Terminado o banho, era hora de levantar acampamento. Apesar de morar na cidade, Thiago passara os quatro dias do evento dentro do parque, para não se afastar da égua. Não foi uma decisão isenta de transtornos: além de ter de se acostumar com a rotina de viver no meio do lamaçal, viu a tenda se desmanchar uma noite, por causa do temporal. A lona soltou-se, e as estacas foram parar no meio da avenida.
No parque, o ginete da metrópole teve oportunidade de conviver com experimentados cavaleiros do Interior, gente acostumada a percorrer o Estado para competir em rodeios, como Rafaela de Souza, 14 anos, de Arroio dos Ratos, que aprendeu a montar com o pai e já ganhou troféus em Charqueadas, Butiá e São Lourenço. Outro forasteiro era Tomaz Silveira, 17 anos, de Santana do Livramento, eliminado nas finais.
– Caímos fora, mas foi lindo – descreveu.
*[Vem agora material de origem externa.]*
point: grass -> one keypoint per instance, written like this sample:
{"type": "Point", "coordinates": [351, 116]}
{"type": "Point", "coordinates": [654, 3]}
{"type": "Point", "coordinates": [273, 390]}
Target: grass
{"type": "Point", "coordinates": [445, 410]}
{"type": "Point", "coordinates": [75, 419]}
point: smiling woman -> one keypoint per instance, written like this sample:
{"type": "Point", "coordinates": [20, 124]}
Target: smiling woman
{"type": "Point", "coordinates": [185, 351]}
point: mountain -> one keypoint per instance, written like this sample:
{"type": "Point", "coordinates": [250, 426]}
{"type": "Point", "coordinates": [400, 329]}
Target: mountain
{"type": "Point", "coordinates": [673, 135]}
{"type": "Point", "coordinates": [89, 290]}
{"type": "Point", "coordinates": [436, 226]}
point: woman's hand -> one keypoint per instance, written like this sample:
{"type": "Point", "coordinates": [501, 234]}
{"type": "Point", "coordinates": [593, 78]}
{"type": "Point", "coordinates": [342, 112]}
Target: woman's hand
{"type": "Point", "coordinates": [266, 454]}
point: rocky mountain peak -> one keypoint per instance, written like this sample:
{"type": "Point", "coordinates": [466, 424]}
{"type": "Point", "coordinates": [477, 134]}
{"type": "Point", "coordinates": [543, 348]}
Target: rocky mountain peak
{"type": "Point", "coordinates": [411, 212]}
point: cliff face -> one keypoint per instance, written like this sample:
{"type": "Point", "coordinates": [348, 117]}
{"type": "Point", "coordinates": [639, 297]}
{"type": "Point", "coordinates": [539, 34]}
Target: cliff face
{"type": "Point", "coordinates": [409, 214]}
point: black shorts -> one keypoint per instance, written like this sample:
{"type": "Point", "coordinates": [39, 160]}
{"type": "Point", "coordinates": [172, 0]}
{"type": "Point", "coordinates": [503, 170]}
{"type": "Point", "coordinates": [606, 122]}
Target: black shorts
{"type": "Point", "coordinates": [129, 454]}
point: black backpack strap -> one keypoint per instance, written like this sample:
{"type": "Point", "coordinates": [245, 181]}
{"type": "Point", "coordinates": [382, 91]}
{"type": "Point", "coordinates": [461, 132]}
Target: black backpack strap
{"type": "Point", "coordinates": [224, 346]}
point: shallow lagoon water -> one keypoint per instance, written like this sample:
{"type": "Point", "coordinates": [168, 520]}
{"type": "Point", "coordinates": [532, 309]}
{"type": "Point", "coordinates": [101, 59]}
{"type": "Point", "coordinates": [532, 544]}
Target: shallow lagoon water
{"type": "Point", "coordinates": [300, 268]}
Muitos dos presentes no parque e nas arquibancadas eram amigos e familiares dos 2 mil competidores inscritos, mas também havia curiosos, como o representante comercial Ailton Albuquerque, 44 anos, que estava passeando com a mulher, a filha e os sobrinhos nos arredores do Gasômetro e resolveu conferir o evento. Outros eram nostálgicos interioranos transplantados para a Capital que, impedidos de voltar ao campo, aproveitavam a vinda do campo à cidade. O empresário Fabio Paschoal, 58 anos, criou-se em uma estância, em meio ao gado, em Encruzilhada do Sul, onde participava de provas de cancha reta. Quarenta anos atrás, transferiu-se para Porto Alegre, para trabalhar. No rodeio, recuperava um gostinho da meninice:
– Eu venho ao rodeio para recordar, para matar a saudade do que deixei para trás, quando vim em busca de um sonho.